Dr. Jordan B. Peterson – Psychologist

So, I want to tell you about a book today. The book is called The Gulag Archipelago. You ready? The book is called The Gulag Archipelago and it’s by a Russian author, a Soviet author named Aleksandr Solzhenitsyn, who was in the Gulag Archipelago concentration camp system for a very long time. He had a very hard life. He was on the Russian front when the Germans invaded the Soviet Union in the early stages of World War II.

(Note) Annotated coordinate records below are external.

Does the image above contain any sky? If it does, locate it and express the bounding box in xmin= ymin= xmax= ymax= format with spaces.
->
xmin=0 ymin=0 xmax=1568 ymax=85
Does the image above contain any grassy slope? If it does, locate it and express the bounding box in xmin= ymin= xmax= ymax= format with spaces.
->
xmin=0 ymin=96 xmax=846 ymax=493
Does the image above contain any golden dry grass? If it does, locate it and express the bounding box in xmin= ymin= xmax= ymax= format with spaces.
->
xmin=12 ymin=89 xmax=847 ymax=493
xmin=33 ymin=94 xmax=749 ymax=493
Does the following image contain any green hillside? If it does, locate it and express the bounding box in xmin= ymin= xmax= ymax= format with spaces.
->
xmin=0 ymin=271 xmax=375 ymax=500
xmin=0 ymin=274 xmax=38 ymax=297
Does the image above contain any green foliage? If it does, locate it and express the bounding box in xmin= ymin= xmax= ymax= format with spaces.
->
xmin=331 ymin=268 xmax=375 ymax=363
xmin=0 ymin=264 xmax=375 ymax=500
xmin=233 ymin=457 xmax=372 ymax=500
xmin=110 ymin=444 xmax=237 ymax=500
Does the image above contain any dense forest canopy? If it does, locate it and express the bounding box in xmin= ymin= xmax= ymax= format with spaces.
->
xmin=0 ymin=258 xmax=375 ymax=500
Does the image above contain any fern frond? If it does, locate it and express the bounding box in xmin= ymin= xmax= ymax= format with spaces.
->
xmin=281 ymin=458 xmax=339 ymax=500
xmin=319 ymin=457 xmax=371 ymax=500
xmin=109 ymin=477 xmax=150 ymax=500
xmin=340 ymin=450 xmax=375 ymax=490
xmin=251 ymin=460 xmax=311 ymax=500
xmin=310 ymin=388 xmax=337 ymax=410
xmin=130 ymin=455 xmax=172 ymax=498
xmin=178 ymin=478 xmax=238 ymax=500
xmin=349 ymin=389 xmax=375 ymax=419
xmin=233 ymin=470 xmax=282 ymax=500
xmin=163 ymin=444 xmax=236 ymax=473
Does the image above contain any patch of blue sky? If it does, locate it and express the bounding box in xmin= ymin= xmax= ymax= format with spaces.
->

Now, Hitler and Stalin had signed a non-aggression pact. And Hitler invaded the Soviet Union anyway. And from what I’ve been able to understand, the Soviets had prepared an invasion force for Europe at that point, but were not concerned with having to defend their territory and so they were caught completely unawares by Hitler’s move. And the conditions on the Russian front were absolutely dreadful, and Solzhenitsyn was a soldier on the Russian front.

And he wrote some letters to one of his friends which were intercepted complaining about the lack of preparation and using bitter dark humor to describe the situation. And the consequences of that was that he was thrown into a work camp. The Soviet system relied on work camps, and so those were large labor camps of people who were essentially enslaved, many of whom were worked to death, often froze to death working in conditions that were so dreadful that they’re virtually unimaginable.

Solzhenitsyn spent a very large number of years in these camps, sometimes in a more privileged camp, because he was an educated man and sometimes in worse camps. He also developed cancer later, and wrote a book about that called Cancer Ward which is a brilliant book. So he had a very hard life. There’s just no way around that to be on the front and then to be in a concentration camp and then to have cancer. That’s pretty rough.